None of the big property insurers that recovered money from PG&E — State Farm, Allstate, the Hartford and Travelers — were willing to comment on possible claims against power providers in Texas. But Camille Garcia, a spokeswoman for the Insurance Council of Texas, an industry group, said the “massive property losses are largely the fault of the energy companies.” If the insurers manage to recover money from them, she said, “our customers will benefit, by potentially recovering part or all of their deductible.”
But determining responsibility for damage will be far harder than in California, where the fault for a particular fire could be traced to a single big utility.
In Texas, there are dozens of smaller companies — some of which have gone bankrupt since the storm — that interact with one another in myriad ways. The supply chain starts where natural gas is extracted from the ground and continues through pipeline operators, generating stations, electric-transmission utilities, pass-through entities and others. Outages at some power plants stopped the pumps that move natural gas through pipelines to other plants, causing them to go down as well.
Kerri Dunn, a spokeswoman for Oncor, the power company with the largest market share in Texas, declined to comment on possible claims by property insurers. But she said the fault for the cascade of power failures didn’t necessarily belong to utilities. Oncor and others handle only the transmission and distribution of electricity, relying on other companies to generate power, bill customers and perform other tasks.
CenterPoint, the utility that serves Houston, said that it was committed to working with the government and others on addressing issues related to the storm but that it could not comment on the insurers’ efforts, citing pending litigation. The power-plant owners Luminant and Entergy Texas did not respond to messages seeking comment.
ERCOT’s liability insurer isn’t taking any chances, though. Last week, the Cincinnati Insurance Company filed a lawsuit in federal court in Texas seeking a ruling that it has no duty to provide a legal defense for ERCOT, or to make it whole for the sums it would have to pay for property damage or injuries. ERCOT bought a liability-insurance policy from Cincinnati, but the insurer said that the coverage applied only to damage caused by accidents, and that the harm from February’s power outages was “foreseeable, expected and/or intended.”
Estimates of the damage from the storm vary greatly, but none are small. Karen Clark & Company, which models catastrophe losses, has predicted that insured losses from the storm will reach $18 billion, spread over 20 states.

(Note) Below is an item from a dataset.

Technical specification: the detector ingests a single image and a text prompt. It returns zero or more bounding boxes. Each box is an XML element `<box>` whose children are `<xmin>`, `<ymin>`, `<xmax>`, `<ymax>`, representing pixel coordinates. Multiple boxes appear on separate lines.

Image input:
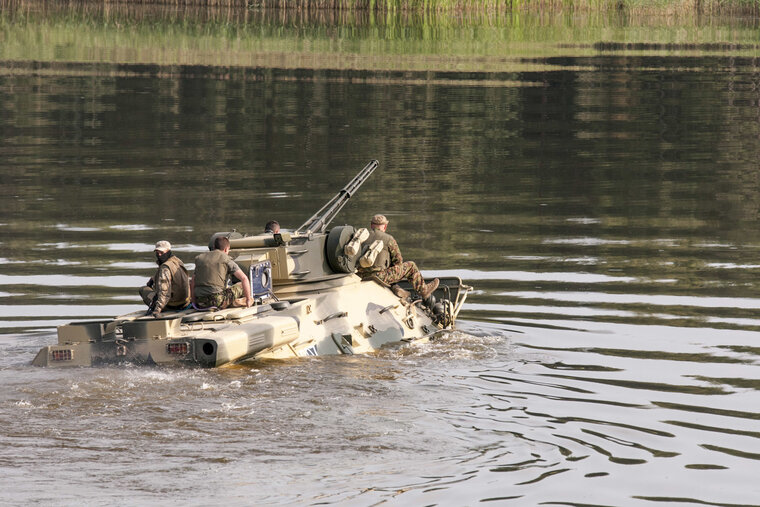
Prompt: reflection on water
<box><xmin>0</xmin><ymin>3</ymin><xmax>760</xmax><ymax>505</ymax></box>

But the firm says more than half the losses were in Texas, which years ago isolated itself from neighboring grids, making it impossible for unaffected providers to pick up the slack.
The damage was so extensive that freelance adjusters had to be flown in from other states just to handle all the claims.
“Some families couldn’t get hold of their insurance companies for weeks,” said Tom Formeller, a stucco and exterior-painting contractor in Houston who reinvented himself as an emergency plumber after the storm.
In normal times, he said, families would have paid him upfront for the repairs, then waited for their insurance checks. But with unemployment high from the pandemic, some families didn’t have the cash, so Mr. Formeller capped their pipes for free and told them to pay when they could.
“I had one 78-year-old woman, by herself, who’d been going without water for nine days,” he said. The woman told Mr. Formeller that she would get a loan to pay him, but he sorted out the delay with her insurer and completed $13,000 in repairs.
Even if the power suppliers are forced to pick up the costs of damage from the winter storm, it’s not clear what — if any — steps they might take to prepare for the next one. In a recent survey of Texans by the University of Houston, about half rejected the notion of winter-proofing the grid if it meant they would pay more for power.